Thursday, September 18, 2008


Continuously translating requirements into code in production fulfilling user expectations


This is a long phrase, but that is the term that I use when I refer to what I am doing as a developer through consultancy. Being a Senior Consultant, my workday consists of much more than just writing code. Although I like to refer to myself as a programmer, just coding won't do it. It is all about coding the right stuff. Avoid coding to much of the wrong stuff, and get the code into production as fast as possible. This is my mission, that is what i want to be good at.

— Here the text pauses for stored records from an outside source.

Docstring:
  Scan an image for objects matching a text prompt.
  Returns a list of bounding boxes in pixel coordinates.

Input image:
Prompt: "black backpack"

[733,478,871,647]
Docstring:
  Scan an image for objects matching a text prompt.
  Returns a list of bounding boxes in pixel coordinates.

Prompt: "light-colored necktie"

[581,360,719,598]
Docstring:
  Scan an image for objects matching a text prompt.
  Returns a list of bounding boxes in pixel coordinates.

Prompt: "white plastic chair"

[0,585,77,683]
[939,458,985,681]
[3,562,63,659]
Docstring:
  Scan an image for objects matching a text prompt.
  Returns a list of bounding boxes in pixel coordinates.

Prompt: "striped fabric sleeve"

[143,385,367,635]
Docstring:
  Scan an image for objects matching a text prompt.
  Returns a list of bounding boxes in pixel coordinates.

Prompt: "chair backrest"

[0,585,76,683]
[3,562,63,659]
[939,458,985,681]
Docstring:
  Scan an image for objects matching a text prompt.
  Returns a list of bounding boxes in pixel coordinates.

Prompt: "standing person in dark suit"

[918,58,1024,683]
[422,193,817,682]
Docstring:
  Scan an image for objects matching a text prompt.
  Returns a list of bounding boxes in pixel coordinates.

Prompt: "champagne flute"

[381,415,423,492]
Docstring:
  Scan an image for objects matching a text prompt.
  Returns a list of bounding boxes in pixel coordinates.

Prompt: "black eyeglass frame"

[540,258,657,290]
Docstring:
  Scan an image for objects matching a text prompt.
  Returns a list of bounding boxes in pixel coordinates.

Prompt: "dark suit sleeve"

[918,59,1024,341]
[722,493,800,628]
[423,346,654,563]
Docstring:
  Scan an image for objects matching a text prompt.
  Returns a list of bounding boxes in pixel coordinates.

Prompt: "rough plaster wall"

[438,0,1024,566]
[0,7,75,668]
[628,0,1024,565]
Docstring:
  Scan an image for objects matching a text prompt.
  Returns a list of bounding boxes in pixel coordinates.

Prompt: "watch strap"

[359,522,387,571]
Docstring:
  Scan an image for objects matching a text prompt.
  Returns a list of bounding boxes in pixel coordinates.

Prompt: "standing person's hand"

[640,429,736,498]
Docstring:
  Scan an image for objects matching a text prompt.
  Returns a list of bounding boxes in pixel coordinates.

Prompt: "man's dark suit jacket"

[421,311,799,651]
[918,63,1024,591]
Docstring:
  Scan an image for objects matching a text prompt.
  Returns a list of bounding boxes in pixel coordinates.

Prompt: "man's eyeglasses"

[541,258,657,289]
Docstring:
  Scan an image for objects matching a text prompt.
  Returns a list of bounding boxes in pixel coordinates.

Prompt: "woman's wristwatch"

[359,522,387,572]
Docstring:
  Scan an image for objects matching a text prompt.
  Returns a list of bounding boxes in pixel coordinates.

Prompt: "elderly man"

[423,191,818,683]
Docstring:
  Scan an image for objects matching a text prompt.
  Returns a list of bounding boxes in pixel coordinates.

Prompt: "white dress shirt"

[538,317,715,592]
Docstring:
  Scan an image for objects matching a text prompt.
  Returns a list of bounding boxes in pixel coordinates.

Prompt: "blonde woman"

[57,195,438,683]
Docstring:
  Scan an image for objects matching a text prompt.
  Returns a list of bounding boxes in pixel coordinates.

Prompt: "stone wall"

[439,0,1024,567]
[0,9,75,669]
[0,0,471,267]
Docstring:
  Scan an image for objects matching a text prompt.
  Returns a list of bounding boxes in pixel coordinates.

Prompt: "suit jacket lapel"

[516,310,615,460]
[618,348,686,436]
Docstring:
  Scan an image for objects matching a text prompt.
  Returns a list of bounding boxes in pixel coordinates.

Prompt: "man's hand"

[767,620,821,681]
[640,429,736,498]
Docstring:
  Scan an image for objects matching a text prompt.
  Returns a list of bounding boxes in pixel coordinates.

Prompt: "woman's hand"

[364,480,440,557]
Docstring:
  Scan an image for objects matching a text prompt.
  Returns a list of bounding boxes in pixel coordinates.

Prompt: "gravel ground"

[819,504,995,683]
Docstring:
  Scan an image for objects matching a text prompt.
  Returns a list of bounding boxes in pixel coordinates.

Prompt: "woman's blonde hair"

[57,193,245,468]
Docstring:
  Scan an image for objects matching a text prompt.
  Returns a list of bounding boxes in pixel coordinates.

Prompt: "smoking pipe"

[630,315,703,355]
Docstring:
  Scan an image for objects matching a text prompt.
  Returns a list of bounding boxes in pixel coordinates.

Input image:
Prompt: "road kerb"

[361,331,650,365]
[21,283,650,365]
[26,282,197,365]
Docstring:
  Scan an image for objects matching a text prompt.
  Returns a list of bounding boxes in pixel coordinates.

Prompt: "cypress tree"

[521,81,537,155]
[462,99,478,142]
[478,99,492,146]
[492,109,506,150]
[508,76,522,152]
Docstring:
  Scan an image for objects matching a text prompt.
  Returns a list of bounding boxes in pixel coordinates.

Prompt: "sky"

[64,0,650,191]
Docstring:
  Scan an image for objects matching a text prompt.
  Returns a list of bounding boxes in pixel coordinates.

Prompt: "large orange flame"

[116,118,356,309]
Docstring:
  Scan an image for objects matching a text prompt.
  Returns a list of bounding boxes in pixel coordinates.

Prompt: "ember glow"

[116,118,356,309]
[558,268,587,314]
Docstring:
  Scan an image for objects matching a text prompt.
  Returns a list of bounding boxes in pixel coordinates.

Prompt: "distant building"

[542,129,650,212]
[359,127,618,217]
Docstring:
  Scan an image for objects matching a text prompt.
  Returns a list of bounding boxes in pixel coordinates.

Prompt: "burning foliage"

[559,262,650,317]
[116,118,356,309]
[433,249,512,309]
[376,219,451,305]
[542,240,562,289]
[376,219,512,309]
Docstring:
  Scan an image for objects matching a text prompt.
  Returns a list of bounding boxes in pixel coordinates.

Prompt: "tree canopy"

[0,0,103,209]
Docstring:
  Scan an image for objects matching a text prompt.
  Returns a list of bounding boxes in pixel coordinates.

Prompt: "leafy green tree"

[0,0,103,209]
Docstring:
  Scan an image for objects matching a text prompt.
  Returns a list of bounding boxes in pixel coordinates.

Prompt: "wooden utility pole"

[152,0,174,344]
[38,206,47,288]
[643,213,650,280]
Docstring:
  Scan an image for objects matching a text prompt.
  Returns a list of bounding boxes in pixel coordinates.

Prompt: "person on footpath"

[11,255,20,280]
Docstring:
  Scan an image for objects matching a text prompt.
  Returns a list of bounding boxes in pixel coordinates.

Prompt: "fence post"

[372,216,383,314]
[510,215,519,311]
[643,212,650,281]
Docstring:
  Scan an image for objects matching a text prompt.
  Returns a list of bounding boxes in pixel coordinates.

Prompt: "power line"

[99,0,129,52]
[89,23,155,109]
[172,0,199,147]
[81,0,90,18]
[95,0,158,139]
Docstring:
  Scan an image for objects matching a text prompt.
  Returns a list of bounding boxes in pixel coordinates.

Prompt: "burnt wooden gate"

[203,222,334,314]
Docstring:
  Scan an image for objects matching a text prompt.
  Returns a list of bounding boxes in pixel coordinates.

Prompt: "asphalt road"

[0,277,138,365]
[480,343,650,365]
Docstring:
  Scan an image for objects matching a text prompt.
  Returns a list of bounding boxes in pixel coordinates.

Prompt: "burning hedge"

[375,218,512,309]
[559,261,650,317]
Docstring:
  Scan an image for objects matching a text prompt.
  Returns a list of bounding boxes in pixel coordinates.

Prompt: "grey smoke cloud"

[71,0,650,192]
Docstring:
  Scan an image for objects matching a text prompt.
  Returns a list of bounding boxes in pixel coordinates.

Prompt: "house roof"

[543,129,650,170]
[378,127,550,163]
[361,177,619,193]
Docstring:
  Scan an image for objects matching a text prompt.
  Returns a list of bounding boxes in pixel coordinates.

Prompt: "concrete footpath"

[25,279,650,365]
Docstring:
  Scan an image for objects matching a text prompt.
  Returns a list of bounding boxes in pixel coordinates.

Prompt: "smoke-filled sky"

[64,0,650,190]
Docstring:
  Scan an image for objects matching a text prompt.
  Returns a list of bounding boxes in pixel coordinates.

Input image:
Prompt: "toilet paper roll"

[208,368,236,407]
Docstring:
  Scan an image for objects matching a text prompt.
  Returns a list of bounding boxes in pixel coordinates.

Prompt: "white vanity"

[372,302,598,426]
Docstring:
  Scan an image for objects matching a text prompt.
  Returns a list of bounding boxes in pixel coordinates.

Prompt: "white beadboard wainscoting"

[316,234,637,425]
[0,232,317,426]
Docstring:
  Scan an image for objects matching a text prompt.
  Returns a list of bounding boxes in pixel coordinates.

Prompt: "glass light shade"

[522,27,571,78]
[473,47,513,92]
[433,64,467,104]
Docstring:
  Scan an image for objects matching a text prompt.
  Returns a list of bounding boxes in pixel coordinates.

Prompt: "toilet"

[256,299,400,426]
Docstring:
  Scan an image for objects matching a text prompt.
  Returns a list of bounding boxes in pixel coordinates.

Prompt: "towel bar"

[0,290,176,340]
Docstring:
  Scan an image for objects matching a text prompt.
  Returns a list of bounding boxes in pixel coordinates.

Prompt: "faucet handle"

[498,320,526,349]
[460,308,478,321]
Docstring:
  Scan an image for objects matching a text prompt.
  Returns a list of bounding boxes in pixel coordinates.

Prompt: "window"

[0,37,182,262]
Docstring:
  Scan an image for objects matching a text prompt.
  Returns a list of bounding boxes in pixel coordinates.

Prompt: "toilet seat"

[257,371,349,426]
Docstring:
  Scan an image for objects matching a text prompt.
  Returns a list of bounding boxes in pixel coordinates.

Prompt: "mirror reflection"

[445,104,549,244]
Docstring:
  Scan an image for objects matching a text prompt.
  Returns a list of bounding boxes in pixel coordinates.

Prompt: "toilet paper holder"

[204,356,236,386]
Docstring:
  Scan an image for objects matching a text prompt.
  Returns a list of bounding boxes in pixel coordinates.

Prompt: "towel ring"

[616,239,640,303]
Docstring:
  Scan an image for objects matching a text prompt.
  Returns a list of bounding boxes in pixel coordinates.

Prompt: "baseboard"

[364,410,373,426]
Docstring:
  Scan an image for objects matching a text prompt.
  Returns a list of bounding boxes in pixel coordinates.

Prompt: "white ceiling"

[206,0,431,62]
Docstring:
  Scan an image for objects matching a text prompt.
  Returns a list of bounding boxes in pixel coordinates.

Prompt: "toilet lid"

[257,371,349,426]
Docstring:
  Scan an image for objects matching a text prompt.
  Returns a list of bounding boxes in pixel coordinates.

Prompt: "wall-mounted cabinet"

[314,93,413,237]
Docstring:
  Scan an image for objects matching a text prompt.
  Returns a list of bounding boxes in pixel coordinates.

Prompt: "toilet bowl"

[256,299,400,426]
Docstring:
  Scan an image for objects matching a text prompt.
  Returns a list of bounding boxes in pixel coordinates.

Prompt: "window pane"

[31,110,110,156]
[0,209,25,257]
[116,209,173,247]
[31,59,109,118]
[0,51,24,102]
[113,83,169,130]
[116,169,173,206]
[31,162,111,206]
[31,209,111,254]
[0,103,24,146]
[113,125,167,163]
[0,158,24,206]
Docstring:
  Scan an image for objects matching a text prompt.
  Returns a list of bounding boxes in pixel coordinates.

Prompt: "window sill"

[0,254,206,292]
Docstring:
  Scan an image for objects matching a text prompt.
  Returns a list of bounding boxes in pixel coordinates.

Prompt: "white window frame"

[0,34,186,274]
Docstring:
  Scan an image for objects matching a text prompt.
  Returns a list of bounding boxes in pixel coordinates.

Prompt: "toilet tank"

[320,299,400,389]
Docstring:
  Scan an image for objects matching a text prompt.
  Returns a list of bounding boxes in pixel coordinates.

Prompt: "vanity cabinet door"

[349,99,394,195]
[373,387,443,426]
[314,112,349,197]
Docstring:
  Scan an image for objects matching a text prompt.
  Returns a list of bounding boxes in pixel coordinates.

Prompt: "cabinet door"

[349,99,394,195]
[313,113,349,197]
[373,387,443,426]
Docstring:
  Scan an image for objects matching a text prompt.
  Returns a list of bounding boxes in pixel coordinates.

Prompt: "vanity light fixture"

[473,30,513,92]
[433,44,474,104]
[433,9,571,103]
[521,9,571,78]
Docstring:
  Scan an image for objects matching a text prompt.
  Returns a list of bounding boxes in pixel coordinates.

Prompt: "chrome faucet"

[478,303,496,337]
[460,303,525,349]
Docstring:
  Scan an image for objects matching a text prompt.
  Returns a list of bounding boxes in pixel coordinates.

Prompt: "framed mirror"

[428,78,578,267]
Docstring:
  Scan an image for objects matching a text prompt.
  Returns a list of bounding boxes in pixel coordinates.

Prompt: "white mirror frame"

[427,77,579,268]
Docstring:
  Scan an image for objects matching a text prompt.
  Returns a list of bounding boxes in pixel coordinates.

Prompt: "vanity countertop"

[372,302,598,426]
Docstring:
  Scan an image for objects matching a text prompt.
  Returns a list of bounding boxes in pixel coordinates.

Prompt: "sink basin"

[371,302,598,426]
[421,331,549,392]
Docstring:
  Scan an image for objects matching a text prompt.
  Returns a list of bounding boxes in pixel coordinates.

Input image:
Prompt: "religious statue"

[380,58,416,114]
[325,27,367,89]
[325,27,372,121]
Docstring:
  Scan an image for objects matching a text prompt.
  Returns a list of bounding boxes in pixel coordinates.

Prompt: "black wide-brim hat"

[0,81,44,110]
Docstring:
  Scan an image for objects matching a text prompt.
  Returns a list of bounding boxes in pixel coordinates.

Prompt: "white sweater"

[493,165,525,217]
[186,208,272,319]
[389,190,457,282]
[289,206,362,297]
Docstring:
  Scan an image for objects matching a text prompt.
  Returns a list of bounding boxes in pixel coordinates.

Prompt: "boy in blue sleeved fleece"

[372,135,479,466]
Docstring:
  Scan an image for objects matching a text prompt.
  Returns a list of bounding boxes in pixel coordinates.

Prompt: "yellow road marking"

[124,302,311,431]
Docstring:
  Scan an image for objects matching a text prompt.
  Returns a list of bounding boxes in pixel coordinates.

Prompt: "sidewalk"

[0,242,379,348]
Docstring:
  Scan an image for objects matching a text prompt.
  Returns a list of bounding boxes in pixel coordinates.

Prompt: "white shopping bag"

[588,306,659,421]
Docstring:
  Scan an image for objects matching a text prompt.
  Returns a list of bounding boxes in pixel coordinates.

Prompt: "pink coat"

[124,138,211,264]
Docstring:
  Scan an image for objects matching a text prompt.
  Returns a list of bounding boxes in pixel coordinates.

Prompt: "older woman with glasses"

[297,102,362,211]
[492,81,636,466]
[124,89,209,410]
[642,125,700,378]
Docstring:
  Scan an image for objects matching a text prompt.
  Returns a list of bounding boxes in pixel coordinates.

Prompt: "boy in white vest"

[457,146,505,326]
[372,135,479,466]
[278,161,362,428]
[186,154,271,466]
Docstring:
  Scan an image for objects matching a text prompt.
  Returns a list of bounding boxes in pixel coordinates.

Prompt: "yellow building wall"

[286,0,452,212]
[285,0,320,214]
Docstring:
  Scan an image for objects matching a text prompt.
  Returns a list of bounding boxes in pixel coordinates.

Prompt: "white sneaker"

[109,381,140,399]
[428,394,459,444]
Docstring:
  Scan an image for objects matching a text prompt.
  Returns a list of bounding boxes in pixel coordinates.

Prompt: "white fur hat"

Mary Poppendieck is talking about waste. Waste is pretty much anything that you do in your production line (aka project :-) that does not provide value for customers either directly or indirectly. I just came from a talk where she was talking about how to maximize throughout and how to reduce utilization. It is funny how many metrics not directly related to providing value for customers we have been measured against. It has been a long time since I have have been measured against how many lines of code I produce. Now we are measured using Story Points. This is better but in most cases, far from measuring the right thing. 
The right thing is value for end-users delivered in production, this is what we should measure, or, we should at least know when we provide it :-)



1 comment:

Anne Marie said...

I agree, we should strive to find better ways to measure the value of the systems that we are delivering.

But for day-to-day progress, right now I can't think of a better measure than user story points - provided all your user stories are considered bringing value to the customer, not "technical stories" like refactor class x or upgrade framework y or the likes.